Release 0.3 Update 2 (OSD600)

This semester keeps going faster by the day. It seems like every course has its own project to do, and the internal projects for my open-source course seem to simultaneously be most and least intimidating. Getting a project off the ground within the last six weeks of class seems impossible, and scary. The fact that there is no hard final product to produce alleviates the pressure a bit, but I would much rather take a slow and thorough approach to it. My opinion on this comes from two things.

First is the chaos of the project being pulled in various directions. I had originally hoped to play a bit of a manager role on the student project DarkChatter begun by Ryan and I. While Ryan seemed engrossed by the technical side of things, I felt that someone needed to chart a course on what exactly was being built. I will admit that I was slow on doing this. On top of juggling my other courses, I had to do some research to bring myself up to speed on the subject, and looking forward to the future. Hesitant to start building something that might not even be feasible, I really took my time on this.

In the meantime, several people hopped onto the project and started pulling it it new directions. Suddenly we were a multi-platform chat app with 3 different repositories, and I felt a little overwhelmed. All the plans I had brewing in my mind suddenly seemed to not fit into the whole, and it had out-scoped any managerial aspirations of mine. This isn’t necessarily for the worse, though. It does seem possible for the three different parts of the project to co-exist. If someone else wants to work on an iOS messaging app that leverages the tech, more power to them. This let’s me in turn focus more on the part I find interesting and unique: the back-end. But I worry about the likelihood of it all coming together by the end of the semester.

The second issue I ran into recently is getting everything running. It turns out the stuff we are doing with wifi cards and monitoring for dangling packets is a lot easier in linux, meaning I had to try and get a linux machine running for myself. I didn’t want to do this on the school’s matrix server initially, because I wasn’t sure if I could or should be doing weird networking nonsense off of their machines. This meant falling back onto my usb copy of mint. Except it didn’t seem to work on my laptop. It worked on my desktop, but I couldn’t use it on there for other reasons. The time spent hunting for a linux machine just makes me lament the time crunch even more.

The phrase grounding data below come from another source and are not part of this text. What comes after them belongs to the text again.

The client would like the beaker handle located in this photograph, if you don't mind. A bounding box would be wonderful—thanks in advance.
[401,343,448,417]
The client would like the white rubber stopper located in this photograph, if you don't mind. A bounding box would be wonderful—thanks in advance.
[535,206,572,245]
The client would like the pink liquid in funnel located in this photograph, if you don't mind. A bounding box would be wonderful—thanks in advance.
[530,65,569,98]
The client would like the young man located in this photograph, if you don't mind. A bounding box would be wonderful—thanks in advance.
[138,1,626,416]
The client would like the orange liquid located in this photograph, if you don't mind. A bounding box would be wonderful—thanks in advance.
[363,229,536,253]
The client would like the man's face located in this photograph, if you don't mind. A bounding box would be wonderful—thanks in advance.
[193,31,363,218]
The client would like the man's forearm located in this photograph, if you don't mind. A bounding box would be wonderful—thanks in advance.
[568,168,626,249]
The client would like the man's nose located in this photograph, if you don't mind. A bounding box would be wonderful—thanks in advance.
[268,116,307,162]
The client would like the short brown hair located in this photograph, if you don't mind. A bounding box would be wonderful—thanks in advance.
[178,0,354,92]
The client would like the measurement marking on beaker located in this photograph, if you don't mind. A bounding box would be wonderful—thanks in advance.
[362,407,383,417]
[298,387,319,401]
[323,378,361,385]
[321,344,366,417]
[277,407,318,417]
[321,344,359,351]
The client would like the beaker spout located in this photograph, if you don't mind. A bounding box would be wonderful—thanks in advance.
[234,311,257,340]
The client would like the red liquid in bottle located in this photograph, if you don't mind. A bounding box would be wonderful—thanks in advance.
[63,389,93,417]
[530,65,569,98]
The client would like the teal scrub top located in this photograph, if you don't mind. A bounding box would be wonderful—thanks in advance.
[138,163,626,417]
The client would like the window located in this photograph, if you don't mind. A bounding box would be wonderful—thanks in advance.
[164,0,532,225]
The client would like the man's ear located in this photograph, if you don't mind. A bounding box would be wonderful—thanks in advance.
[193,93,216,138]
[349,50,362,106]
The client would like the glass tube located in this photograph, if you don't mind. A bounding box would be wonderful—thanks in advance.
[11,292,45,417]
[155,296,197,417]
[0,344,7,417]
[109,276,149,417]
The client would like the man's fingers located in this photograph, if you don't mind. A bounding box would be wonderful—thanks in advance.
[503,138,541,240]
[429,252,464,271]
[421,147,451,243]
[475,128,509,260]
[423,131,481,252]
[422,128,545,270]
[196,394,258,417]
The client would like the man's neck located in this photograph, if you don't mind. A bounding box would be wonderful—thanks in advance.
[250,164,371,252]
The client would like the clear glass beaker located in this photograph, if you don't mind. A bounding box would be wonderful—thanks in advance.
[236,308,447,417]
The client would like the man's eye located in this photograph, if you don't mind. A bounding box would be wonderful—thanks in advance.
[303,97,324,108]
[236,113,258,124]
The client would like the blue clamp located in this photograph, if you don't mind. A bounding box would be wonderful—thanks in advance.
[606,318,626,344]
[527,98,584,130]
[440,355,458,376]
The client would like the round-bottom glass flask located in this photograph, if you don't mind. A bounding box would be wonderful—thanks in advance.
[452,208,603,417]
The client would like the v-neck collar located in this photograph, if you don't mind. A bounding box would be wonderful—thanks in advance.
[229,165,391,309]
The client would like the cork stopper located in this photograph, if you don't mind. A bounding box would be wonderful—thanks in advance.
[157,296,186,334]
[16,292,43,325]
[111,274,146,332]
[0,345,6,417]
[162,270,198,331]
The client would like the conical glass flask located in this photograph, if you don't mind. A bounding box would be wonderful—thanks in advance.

So, what did I end up getting done after all this research and linux-hunting? Well, I’m still no networking wizard, so I started to do some work elsewhere in the project. I learned how to implement command line arguments and started to set them up. While there is still the matter of hooking it up to something useful on the networking side, I took the opportunity to create a command line argument guide/template to aid any contributors (and probably future-me). Next goal: make the arguments actually worth using!